Cultures Coalesce: An Affair Remains Tells a Tale of Matrimony Birthed From Infidelity
Although based in Medford, filmmaker Ray Nomoto Robison has cultural ties to East Asian traditions, a versatility that gives his work a unique essence of vibrancy and dualism, a “biformity” that may just reach its apex in a film currently in production, An Affair Remains.
“An Affair Remains came about in a very unusual way,” says Robison. “I was in Japan last year and happened to meet an actor, Masayuki Yui, who had been in four Akira Kurosawa films. It developed into an opportunity I didn’t want to miss especially the idea of working with both Yui and Marlyn Mason whom I had worked with before on a number of films. So I took on the task of writing a film for the two of them.”
He continues, “Usually when I write a screenplay for a short film it is because I have a certain emotional attachment to the story so creating characters to fit specific actors was new to me. It was nearly a year after I met Yui that I finished the script.
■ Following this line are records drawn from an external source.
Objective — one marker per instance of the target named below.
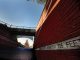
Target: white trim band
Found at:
(73, 43)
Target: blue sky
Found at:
(20, 12)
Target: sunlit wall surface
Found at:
(26, 41)
(20, 12)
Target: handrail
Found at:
(13, 26)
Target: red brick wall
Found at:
(63, 23)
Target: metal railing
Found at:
(13, 26)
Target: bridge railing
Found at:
(13, 26)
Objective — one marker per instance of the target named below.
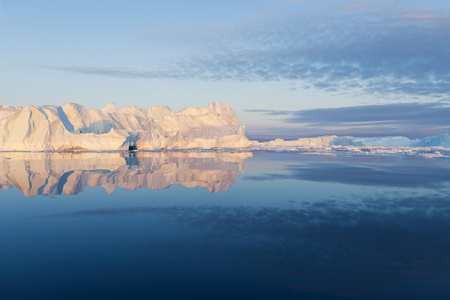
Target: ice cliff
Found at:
(73, 127)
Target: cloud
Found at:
(413, 120)
(364, 46)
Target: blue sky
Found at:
(290, 68)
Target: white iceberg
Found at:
(72, 127)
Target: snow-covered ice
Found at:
(71, 127)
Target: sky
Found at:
(289, 68)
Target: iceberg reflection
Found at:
(69, 173)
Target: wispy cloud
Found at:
(413, 120)
(364, 46)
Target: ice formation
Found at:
(72, 127)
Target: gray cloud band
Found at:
(400, 52)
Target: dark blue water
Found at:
(223, 226)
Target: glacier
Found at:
(71, 127)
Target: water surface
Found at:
(223, 225)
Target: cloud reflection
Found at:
(348, 248)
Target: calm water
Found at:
(208, 225)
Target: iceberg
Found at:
(71, 127)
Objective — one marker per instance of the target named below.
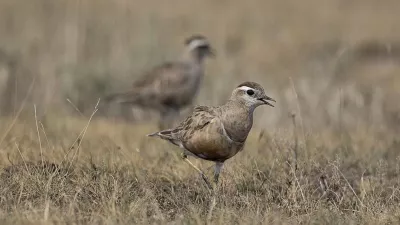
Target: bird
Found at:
(217, 133)
(171, 86)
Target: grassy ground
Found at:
(110, 173)
(333, 64)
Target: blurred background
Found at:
(334, 63)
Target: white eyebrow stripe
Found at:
(196, 43)
(245, 88)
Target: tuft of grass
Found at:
(120, 177)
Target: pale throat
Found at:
(238, 120)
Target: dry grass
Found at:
(119, 177)
(332, 64)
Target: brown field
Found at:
(328, 153)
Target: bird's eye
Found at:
(250, 92)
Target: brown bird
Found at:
(218, 133)
(171, 86)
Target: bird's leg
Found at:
(198, 170)
(217, 171)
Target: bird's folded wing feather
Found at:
(164, 81)
(200, 118)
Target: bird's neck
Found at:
(237, 119)
(193, 57)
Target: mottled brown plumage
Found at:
(218, 133)
(171, 86)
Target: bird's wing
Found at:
(167, 82)
(163, 84)
(203, 134)
(200, 118)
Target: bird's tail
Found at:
(123, 97)
(165, 134)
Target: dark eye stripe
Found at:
(250, 92)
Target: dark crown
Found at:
(250, 84)
(194, 37)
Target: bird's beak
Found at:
(265, 100)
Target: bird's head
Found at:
(199, 47)
(252, 95)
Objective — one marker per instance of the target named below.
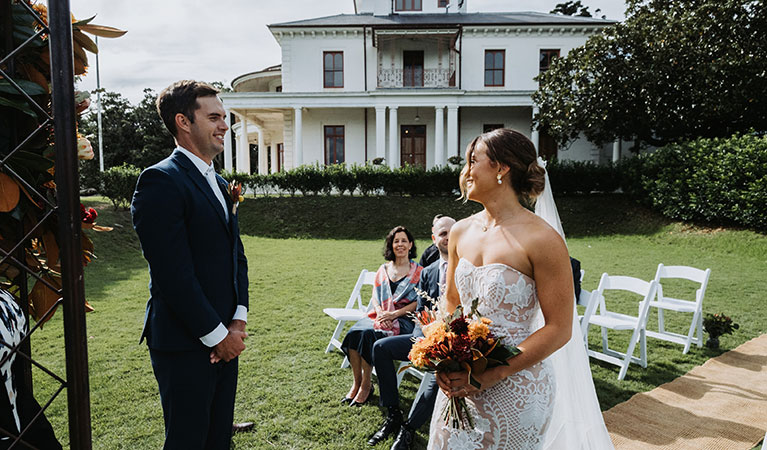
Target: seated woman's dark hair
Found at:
(389, 243)
(514, 150)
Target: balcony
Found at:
(413, 58)
(416, 78)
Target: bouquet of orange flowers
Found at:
(456, 342)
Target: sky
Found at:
(206, 40)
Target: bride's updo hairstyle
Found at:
(514, 150)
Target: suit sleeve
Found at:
(158, 217)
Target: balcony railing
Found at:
(432, 78)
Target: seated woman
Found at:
(394, 297)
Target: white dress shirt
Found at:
(209, 173)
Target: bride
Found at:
(517, 264)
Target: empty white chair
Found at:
(352, 312)
(679, 305)
(598, 314)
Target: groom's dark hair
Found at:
(181, 97)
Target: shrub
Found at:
(118, 183)
(341, 179)
(722, 180)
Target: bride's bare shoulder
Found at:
(463, 225)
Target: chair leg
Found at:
(691, 333)
(336, 335)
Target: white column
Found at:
(298, 150)
(533, 131)
(380, 132)
(275, 156)
(263, 162)
(439, 136)
(243, 149)
(228, 144)
(393, 138)
(452, 130)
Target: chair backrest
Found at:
(646, 289)
(366, 278)
(685, 273)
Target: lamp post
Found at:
(98, 111)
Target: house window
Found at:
(333, 69)
(546, 58)
(408, 5)
(334, 144)
(494, 67)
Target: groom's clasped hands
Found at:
(232, 345)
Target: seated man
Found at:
(386, 350)
(431, 253)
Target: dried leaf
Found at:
(102, 31)
(42, 298)
(51, 247)
(9, 193)
(86, 42)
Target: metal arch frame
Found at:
(59, 29)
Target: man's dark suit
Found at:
(386, 350)
(198, 276)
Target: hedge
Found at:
(722, 180)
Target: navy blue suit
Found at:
(386, 350)
(198, 276)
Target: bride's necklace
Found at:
(497, 222)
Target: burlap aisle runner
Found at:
(719, 405)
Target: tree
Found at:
(573, 8)
(673, 71)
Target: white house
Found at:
(410, 81)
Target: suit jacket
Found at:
(197, 266)
(430, 283)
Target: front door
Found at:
(413, 145)
(412, 75)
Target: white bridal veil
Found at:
(577, 422)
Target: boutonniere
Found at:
(235, 193)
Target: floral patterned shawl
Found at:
(392, 301)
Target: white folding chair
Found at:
(352, 312)
(684, 306)
(607, 319)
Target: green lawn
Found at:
(305, 254)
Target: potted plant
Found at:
(717, 325)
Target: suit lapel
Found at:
(202, 185)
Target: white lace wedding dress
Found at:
(514, 413)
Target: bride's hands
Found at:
(456, 384)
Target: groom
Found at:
(197, 309)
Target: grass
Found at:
(305, 254)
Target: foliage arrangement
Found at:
(718, 325)
(711, 180)
(454, 343)
(674, 70)
(27, 177)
I sent it to him and asked if he would be interested in doing the film. He said yes and everything just starting coming together from there.”
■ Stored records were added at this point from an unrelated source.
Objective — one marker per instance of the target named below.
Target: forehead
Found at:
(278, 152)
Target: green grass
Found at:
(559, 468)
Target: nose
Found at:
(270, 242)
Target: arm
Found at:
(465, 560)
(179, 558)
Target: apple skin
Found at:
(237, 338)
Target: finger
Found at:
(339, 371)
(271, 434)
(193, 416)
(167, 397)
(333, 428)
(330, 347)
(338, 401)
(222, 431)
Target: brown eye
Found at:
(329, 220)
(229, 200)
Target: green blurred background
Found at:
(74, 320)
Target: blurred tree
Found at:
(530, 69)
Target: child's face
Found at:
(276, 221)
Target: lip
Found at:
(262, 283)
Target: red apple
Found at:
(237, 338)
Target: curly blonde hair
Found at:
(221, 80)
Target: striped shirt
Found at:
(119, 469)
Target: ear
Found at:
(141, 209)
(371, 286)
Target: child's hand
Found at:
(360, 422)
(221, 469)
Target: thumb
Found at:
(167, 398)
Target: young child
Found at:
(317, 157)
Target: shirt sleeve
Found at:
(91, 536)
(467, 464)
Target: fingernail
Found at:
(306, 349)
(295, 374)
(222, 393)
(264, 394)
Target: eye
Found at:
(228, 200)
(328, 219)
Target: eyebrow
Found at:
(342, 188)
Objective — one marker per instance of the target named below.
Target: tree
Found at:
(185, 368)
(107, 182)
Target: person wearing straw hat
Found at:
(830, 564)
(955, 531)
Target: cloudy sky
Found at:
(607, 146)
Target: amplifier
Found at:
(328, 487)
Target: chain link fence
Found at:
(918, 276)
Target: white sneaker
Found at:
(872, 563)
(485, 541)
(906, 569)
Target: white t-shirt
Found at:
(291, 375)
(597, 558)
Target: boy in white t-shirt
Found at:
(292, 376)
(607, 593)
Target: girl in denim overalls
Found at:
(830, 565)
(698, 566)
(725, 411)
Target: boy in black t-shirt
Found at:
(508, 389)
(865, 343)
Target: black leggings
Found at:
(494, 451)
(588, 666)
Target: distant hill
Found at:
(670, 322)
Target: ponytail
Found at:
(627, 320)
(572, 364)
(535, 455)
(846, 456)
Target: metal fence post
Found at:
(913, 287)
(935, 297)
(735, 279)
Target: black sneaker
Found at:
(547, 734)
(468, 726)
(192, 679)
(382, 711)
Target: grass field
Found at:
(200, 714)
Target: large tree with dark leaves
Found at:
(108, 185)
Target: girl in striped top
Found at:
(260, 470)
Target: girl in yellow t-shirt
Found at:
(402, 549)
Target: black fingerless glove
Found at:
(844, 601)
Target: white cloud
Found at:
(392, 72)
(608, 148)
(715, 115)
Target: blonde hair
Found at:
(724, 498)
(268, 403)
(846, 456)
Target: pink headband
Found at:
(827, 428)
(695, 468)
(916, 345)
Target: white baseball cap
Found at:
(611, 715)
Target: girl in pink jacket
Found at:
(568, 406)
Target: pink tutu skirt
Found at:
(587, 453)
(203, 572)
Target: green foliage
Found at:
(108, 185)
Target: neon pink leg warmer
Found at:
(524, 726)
Squarely in the film noir tradition, this ambitious project is a sober, dialogue driven story that focuses more on subtleties and interpersonal relations than flashy phenomena. Films like An Affair Remains seek to rekindle a golden age of film, the 1950s-1960s, where the experimental nature of the times met perfectly with the standards and traditions that were set by seminal plays and epic poems—and remarkably, the film’s lead actress has experience of working in films from this era, appearing with the legendary Elvis Presley in the 1969 film The Trouble With Girls. Robison himself has been interested in authentic, transcendent art since his time at university.
“Hard to believe it was over 40 years ago, I was a Fine Arts (drawing, painting) major at the University of Montana, when someone mentioned the Motion Picture program at Montana State,” recalls Robison. “It had never occurred to me before that time to be a filmmaker but at that moment I knew that film was going to be my medium so I switched schools and majors. Since that time it has been and continues to be a struggle primarily because as an artist you can’t just create something for commercial reasons. I’ve spent decades producing advertising and marketing videos but that wasn’t really wasn’t what I wanted to do so I basically just stopped being a producer/director for hire. I now work a regular 40-hour-per-week job not related to film whatsoever and devote all my time outside those hours to working on the films I want to create.”
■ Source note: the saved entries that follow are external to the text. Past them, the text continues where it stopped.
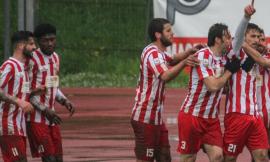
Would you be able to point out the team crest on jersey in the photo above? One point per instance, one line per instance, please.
(156, 61)
(30, 66)
(205, 62)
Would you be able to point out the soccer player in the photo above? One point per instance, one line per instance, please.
(151, 134)
(198, 121)
(258, 51)
(14, 86)
(243, 123)
(44, 133)
(263, 84)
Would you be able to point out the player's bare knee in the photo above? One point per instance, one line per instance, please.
(187, 158)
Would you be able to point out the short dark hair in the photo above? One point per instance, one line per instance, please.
(20, 36)
(44, 29)
(261, 30)
(216, 31)
(252, 26)
(156, 25)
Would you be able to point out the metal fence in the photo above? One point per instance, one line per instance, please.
(92, 27)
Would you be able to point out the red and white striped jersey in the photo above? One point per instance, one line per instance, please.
(43, 70)
(242, 91)
(150, 90)
(199, 101)
(14, 81)
(263, 94)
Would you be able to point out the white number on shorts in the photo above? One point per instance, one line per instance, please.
(232, 148)
(15, 151)
(183, 145)
(150, 152)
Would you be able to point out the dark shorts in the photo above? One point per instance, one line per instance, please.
(149, 139)
(44, 140)
(13, 148)
(195, 131)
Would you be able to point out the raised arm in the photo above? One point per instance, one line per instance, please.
(241, 29)
(214, 84)
(256, 56)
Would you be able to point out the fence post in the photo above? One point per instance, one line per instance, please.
(6, 29)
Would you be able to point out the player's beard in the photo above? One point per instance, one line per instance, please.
(27, 53)
(166, 42)
(224, 50)
(47, 51)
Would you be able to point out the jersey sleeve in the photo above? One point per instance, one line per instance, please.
(204, 70)
(157, 63)
(7, 72)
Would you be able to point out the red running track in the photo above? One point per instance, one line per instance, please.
(100, 130)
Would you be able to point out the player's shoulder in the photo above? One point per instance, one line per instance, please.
(204, 53)
(8, 65)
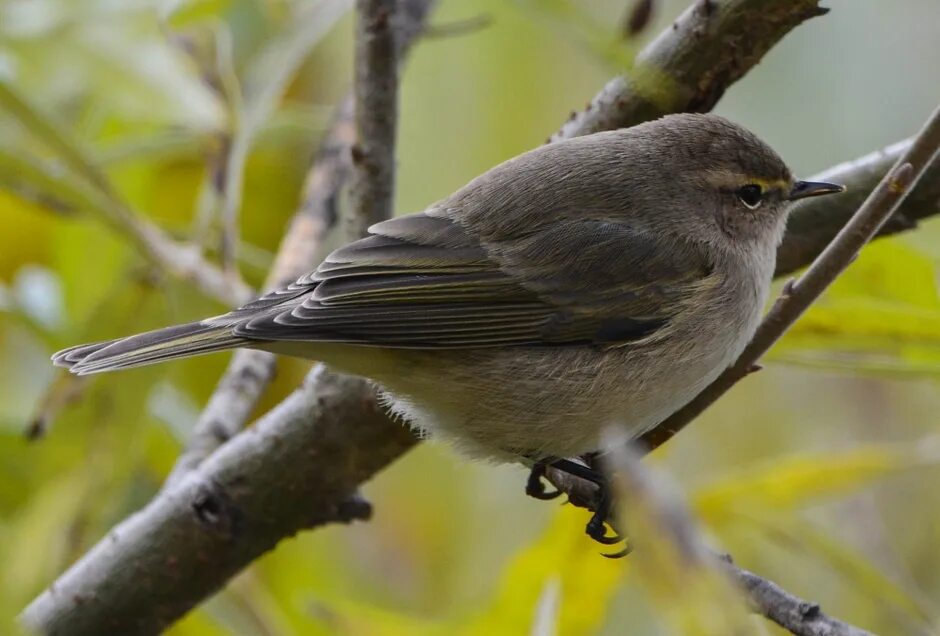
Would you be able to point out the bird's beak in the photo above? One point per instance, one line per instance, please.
(806, 189)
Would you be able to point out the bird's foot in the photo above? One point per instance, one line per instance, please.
(597, 527)
(535, 487)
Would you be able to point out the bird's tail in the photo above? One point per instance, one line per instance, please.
(180, 341)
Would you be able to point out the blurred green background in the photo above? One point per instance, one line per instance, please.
(820, 472)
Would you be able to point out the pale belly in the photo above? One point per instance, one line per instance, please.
(538, 401)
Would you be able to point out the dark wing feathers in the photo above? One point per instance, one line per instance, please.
(422, 281)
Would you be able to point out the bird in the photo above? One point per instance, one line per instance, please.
(602, 279)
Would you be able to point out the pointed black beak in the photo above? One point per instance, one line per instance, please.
(807, 189)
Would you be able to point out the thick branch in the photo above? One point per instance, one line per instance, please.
(364, 439)
(250, 372)
(654, 512)
(297, 468)
(815, 222)
(691, 64)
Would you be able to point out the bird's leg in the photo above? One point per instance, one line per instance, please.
(597, 526)
(535, 487)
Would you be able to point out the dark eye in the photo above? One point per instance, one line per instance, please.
(750, 195)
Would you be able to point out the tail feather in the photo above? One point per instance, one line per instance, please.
(147, 348)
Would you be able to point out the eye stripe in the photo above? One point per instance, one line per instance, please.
(751, 195)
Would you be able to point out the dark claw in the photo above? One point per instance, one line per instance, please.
(535, 487)
(617, 555)
(597, 526)
(597, 530)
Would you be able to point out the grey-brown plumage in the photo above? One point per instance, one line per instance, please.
(602, 279)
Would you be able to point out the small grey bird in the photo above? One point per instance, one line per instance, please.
(607, 278)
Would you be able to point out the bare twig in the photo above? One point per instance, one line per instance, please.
(813, 224)
(289, 472)
(797, 616)
(653, 497)
(295, 472)
(90, 190)
(250, 372)
(376, 116)
(880, 205)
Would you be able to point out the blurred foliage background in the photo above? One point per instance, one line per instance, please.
(820, 472)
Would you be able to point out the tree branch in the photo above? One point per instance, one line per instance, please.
(297, 468)
(376, 116)
(275, 489)
(813, 224)
(797, 616)
(691, 64)
(656, 513)
(880, 205)
(88, 188)
(250, 372)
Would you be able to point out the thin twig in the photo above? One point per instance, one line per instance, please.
(250, 372)
(655, 498)
(306, 457)
(813, 224)
(90, 190)
(794, 614)
(376, 116)
(160, 562)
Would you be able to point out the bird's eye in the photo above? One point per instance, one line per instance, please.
(750, 195)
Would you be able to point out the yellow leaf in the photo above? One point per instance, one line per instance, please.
(564, 557)
(804, 479)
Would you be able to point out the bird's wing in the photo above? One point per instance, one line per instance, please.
(423, 281)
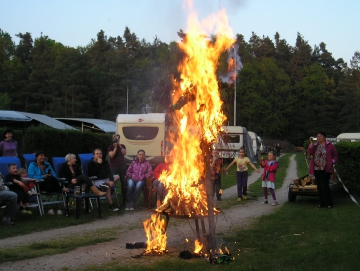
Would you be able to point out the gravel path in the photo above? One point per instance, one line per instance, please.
(239, 215)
“My short films especially contain emotional parts of me which I feel comfortable in exposing. I read somewhere that filmmakers will often go for silly or over-the-top types of productions because they are fearful of being laughed at or not having acceptance of their serious side. I understand that statement because before I moved to the Rogue Valley I felt that way. The comfort I feel here in the Rogue Valley allows me to be an artist who works in film. It wasn’t till I was over 50 years old that I felt like I could call myself a filmmaker.”